Je propose également que l’assemblée constituante se dote d’un président qui aurait pour mission de coordonner son travail. Il pourrait organiser l’assemblée en commissions ou groupes de travail, ayant chacun des attributions particulières et chargés d’une part spécifique du texte constitutionnel. C’est lui qui aurait la responsabilité de fixer l’ordre du jour des séances plénières et de recueillir les questions et les réclamations des élus. En cas d’empêchement du chef du gouvernement, c’est à lui que reviendrait d’organiser le choix d’un successeur et d’occuper l’intérim. Par ailleurs, afin de faciliter la représentation de toutes les tendances au sein des commissions, les élus pourraient également s’organiser en groupes parlementaires, et ce indépendamment de leurs listes et partis d’origine, lesquels seraient déposés pour enregistrement auprès du président de l’assemblée constituante.
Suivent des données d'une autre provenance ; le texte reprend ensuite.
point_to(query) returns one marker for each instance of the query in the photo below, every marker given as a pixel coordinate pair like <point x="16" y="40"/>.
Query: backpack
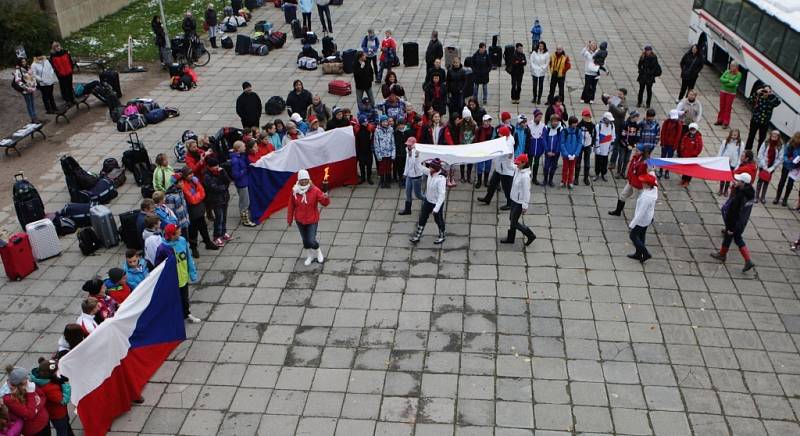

Pour ce qui est de la durée du mandat de l’assemblée constituante, il me semble que si elle procède de manière méthodique et organisée, il ne saurait dépasser un an. En effet, la nature provisoire du gouvernement qui l’accompagne, ainsi que les nombreuses missions de restructuration de l’État qui sont nécessaires en Tunisie, et ce, tant sur le plan économique que structurel, éducatif et social, ne sauraient permettre que l’on perde du temps en vaines discutions. Certains sujets seront âprement débattus et donneront sans aucun doute lieu à d’interminables disputes, mais il est peu probable que le temps finisse par faire disparaître les divergences d’opinions et de sensibilités, et tôt ou tard, il faudra pendre des décisions. C’est pourquoi, si à l’issue de son mandat d’un an, l’assemblée n’est pas en mesure de présenter un texte constitutionnel définitif, je propose que soit organisée l’élection d’une nouvelle assemblée constituante qui aura pour mission de finir le travail entamé par la première, et ce dans les mêmes conditions.

Enfin, en accord avec ce qui me semble d’ores et déjà prévu, je propose que le texte constitutionnel ainsi obtenu soit soumis au référendum pour une adoption définitive par le peuple souverain.